Evidence of Pre-Columbian Contact Between the Maya and Igbo Cultures

Mayan Cross, Yucatan Peninsula, Mexico

When the first Spanish explorers and missionaries arrived to the Yucatán Peninsula in the early 16th century, they were astounded to find wooden crosses exactly proportionate to the Catholic cross scattered throughout the Mayan countryside. 

Mayans would plant their sacred crosses, usually painted blue or green along roadsides, in the yards, courtyards, and on their monuments. They were constructed of the sacred Ceiba tree that the Mayans associated with the Tree of Life. According to Mayan cosmology, it was the tree that grew at the center of the universe. 

Among Igbo people, the largest known example of an Igbo pyramid was a mound of earth piled up to the lower branches of a large rainforest tree, so that the tree appears to be growing out of the mound. As for the Igbo people, so for the Maya, the sacred tree represented the connection between the cosmos and the human being, and was therefore often planted on pyramid platforms or even atop pyramids.

Since the time of Columbus, religious studies scholars and historians as well Christian believers have had great difficulty in accepting or explaining the Mayan cross. While orthodox scholarship struggles with the meaning and dramatic implications of the Mayan cross and refer to it as a "World Tree," most followers of Western Christianity do not understand why it appears in the Mayan culture and thus ignore it.

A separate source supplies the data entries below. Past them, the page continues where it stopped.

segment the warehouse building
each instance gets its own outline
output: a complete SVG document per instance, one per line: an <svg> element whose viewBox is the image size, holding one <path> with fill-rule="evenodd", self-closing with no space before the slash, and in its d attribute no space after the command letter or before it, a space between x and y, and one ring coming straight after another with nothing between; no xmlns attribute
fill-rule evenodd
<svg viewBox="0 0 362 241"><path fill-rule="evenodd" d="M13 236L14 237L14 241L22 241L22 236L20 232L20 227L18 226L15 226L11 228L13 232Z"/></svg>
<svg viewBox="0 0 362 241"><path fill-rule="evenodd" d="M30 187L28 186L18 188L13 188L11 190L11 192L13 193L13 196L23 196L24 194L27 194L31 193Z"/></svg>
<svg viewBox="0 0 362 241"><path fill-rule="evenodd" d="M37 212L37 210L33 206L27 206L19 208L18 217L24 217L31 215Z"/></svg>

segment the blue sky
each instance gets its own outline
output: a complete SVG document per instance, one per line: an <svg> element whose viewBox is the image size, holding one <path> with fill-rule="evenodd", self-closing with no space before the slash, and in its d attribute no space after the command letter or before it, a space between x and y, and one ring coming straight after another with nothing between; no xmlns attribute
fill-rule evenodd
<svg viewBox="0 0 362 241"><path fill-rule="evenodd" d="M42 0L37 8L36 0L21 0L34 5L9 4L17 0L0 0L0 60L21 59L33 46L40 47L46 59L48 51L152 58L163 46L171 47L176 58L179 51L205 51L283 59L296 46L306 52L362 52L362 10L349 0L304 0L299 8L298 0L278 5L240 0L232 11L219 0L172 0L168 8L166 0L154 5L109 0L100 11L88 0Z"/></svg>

The great difficulty for scholars, and all others who have examined the evidence, is why the Maya possessed a symbol that is so naturally associated with the Crucifixion of Jesus Christ. 

Where and how does the connection lie with the Christian experience?

Archaeological and historical evidence indicates that the concept of a crucified solar deity is not only found in Christian tradition. In fact, the Maya venerated Kukulcan (known as Quetzalcoatl among the Aztec), a solar deity often depicted crucified on an equal armed cross (see photo). The intricately carved wooden cross of the Maya, also known as the "Cross of the Four Flowers," or "Foliated Cross," has merged indigenous motifs and forms of the Mixtec and Aztec traditions as well into the Spanish-Christian tradition. A crucified solar deity is also known from Greek mythology. Ixion, the son of Antion and Perima and king of Thessaly, was often depicted chained on a encircled cross (also called "fiery wheel").

However, what is most important to our research, is that the whole series of symbols found on the Mayan cross represents a direct link between Mayan and Igbo cultures. First and foremost, the sacred mathematical concept of the number four and its multiples, originated in West Central Africa more than 30,000 years ago, and used in African divination systems such as Afa and Ifa etc.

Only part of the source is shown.